CRÉDIT : COURTOISIE - CSN

Voici une lettre ouverte d'Ann Gingras, présidente du conseil central Québec-Chaudière-Appalaches de la Confédération des syndicats nationaux (CSN), portant sur la place du dossier de la Davie dans la campagne électorale fédérale.

Aux chefs de partis fédéraux,
Aux candidates et candidats de la région de la Capitale nationale et de Chaudière-Appalaches

Nous sommes à mi-chemin de la campagne électorale et de nombreuses questions demeurent en suspens. C’est normal nous dira-t-on, les partis ne peuvent faire qu’un nombre limité d’annonces par jour et ne peuvent traiter de tous les sujets. L’un d’eux, toutefois, est d’importance capitale pour notre région et mériterait certainement une position claire. Il s’agit de l’avenir de la Stratégie nationale en matière de construction navale (SNCN).

On l’a vu l’hiver dernier, lorsque les voies maritimes du Saint-Laurent et du Saguenay ont été immobilisées par les glaces, le Canada a de grands besoins en matière de navires, notamment de brise-glaces, mais aussi de traversiers, de frégates, de navires de patrouilles extracôtiers, entre autres. C’est pour cette raison que le pays s’est doté, il y a maintenant 8 ans, d’une stratégie nationale.

Or, comme on le sait, la SNCN s’est avérée manifestement déficiente. En ne sélectionnant que deux chantiers maritimes comme partenaires, le gouvernement s’est retrouvé dans la situation que nous connaissons aujourd’hui. Retards, dépassements de coûts, insuffisance générale de la capacité de production pour livrer les navires pourtant nécessaires à la bonne marche des opérations de la Garde côtière canadienne et de la Marine royale canadienne.

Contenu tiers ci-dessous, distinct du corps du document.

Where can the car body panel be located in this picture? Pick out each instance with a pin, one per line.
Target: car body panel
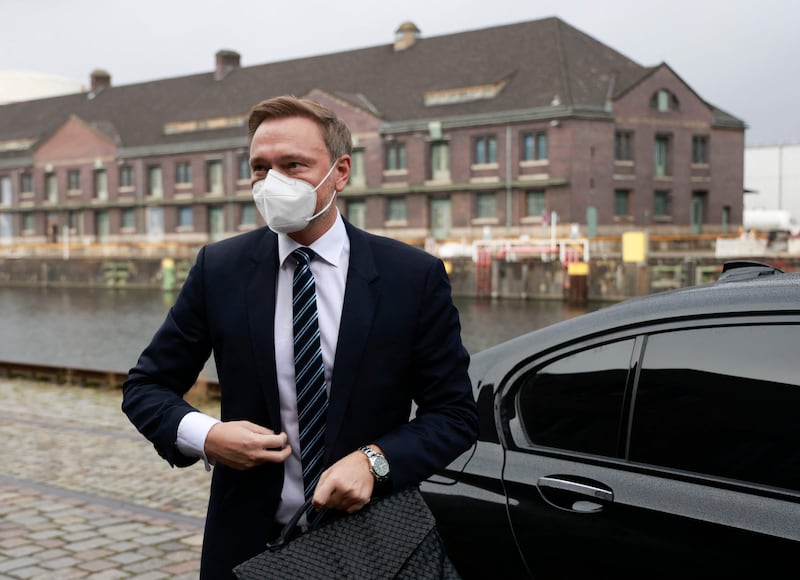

Il y a quelques mois, le gouvernement libéral, par le biais du premier ministre Justin Trudeau, a annoncé l’ouverture d’un processus compétitif pour ajouter un troisième chantier maritime à la SNCN. Ce troisième joueur doit, en toute logique, être le chantier Davie. D’abord, parce que ce chantier détient 50 % de la capacité de production au pays et ensuite parce que ce chantier a déjà fait ses preuves à plusieurs reprises en ce qui concerne l’innovation, les délais et la qualité de la production par les hommes et les femmes qui y œuvrent. Cependant, le tout a été stoppé net par le déclenchement de la campagne électorale. Il n’a pas été possible de terminer le processus en raison du chantage éhonté d’un petit chantier ontarien qui œuvre dans le secteur de la réparation. Ce chantier a d’ailleurs retiré sa plainte, comme par magie, à la suite du déclenchement de la campagne électorale.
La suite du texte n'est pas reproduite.